Median survival of SMA mice injected with PMO(-10-34) and PMO(-10-29) at dosages of 2, 4 and 6 mM were compared, and the median survival time of PMO(-10-34) treatment group was higher than that of mice treated with PMO(-10-29) at all three doses (Table 3). However, these differences were not statistically significant (P-value 0.084 for median survival time, P-value 0.097 for Log Rank test for survival curve).
Discussion
We previously reported that increasing oligonucleotide length could enhance the efficiency of some compounds, at least when targeting some exons in the dystrophin gene transcript [22]. We have employed a similar strategy to optimise SMN2 pre-mRNA processing with a systematic refinement of oligonucleotide design. The initial microwalk was undertaken by using five 20mer PMOs, which annealed to the intron 7 between intronic bases 8 to 35 base downstream from exon 7, and only PMO(-10-29) and PMO(-8-27) increased levels of full-length SMN (FL-SMN) transcript above that observed in untreated cells. PMOs extended by 5 bases at either end of PMO(-10-29) were evaluated, and the 25mer PMO (PMO(-10-34)) was found to be most effective in promoting exon 7 inclusion. This was most evident after in vitro transfection into SMA patient fibroblasts at the lower concentrations, while 22-mer PMO (PMO(-10-31)) induced less pronounced levels of the FL-SMN transcript.

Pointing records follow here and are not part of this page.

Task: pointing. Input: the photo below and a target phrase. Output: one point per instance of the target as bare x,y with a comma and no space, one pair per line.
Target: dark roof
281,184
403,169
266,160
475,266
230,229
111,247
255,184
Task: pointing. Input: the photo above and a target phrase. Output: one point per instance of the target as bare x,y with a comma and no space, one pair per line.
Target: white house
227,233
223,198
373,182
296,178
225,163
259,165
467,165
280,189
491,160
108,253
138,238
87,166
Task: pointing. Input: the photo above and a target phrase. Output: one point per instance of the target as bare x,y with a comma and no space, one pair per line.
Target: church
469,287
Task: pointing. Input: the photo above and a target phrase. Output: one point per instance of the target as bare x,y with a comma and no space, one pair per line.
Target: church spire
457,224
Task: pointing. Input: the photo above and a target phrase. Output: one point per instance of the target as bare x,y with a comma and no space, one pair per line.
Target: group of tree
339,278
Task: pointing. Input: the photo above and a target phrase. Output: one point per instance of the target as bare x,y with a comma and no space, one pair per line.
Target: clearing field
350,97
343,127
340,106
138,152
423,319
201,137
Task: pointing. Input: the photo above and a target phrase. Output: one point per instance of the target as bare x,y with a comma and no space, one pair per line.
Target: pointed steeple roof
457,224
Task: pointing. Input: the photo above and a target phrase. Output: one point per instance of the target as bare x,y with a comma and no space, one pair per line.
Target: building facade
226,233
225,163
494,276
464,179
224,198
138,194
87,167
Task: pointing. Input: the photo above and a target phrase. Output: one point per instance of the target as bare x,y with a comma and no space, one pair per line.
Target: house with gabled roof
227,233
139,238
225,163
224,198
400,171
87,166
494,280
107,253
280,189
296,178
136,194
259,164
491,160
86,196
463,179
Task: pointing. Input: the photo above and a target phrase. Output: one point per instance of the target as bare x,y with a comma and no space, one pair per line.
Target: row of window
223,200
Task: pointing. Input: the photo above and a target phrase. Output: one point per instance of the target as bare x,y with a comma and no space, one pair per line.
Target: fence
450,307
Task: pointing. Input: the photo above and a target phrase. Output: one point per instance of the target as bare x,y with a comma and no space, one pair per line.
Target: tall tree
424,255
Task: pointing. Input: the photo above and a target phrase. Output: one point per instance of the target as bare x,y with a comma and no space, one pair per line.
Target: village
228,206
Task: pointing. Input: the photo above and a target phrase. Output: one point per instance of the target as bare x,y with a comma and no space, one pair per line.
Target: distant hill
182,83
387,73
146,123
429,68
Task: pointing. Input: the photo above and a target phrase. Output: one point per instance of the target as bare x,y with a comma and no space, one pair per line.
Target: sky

We have previously shown that subtle changes in oligonucleotide design can significantly influence the efficiency of AO, with respect to exon skipping in the dystrophin gene [23], [24], and this study confirms that minor changes in oligonucleotide sequences can be most significant when targeting splice silencers. PMO(-11-35), displaced by only one base further into the intron than PMO(-10-34), showed almost no SMN exon 7 inclusion activity after transfection of PMO:leash lipoplexes at the concentrations of 75 and 37.5 nM. Four overlapping PMO22mers were designed and evaluated to further refine optimal coordinates to promote the FL-SMN transcript. PMO(-10-31) also induced pronounced exon 7 inclusion, but once again a narrow window of oligonucleotide targeting was observed. This finding was in keeping with the evolutionary significance of the ISS-N1 motif in humans, as mouse Smn gene does not contain the first few bases of ISS-N1 motif [19].
Titration studies were undertaken to rank SMN2 exon 7 retention efficiency of PMO(-10-29), PMO(-10-31) and PMO(-10-34) in type I SMA fibroblasts. PMO(-10-34) induced inclusion of SMN exon 7 at all concentrations evaluated, while PMO(-10-29) and PMO(-10-31) only increased FL-SMN transcript levels after transfection at two highest tested concentrations (150 and 75 nM), as assessed by RT-PCR assays. These PMOs were further evaluated by comparing their efficiencies at inducing SMN protein in type I SMA fibroblasts using different protocols (leash and cationic lipoplex or nucleofection). PMO(-10-34) induced substantial more SMN expression than the other two shorter PMOs, based upon western blotting. The finding is in keeping with another study to compare three oligonucleotides targeting ISS-N1 [25].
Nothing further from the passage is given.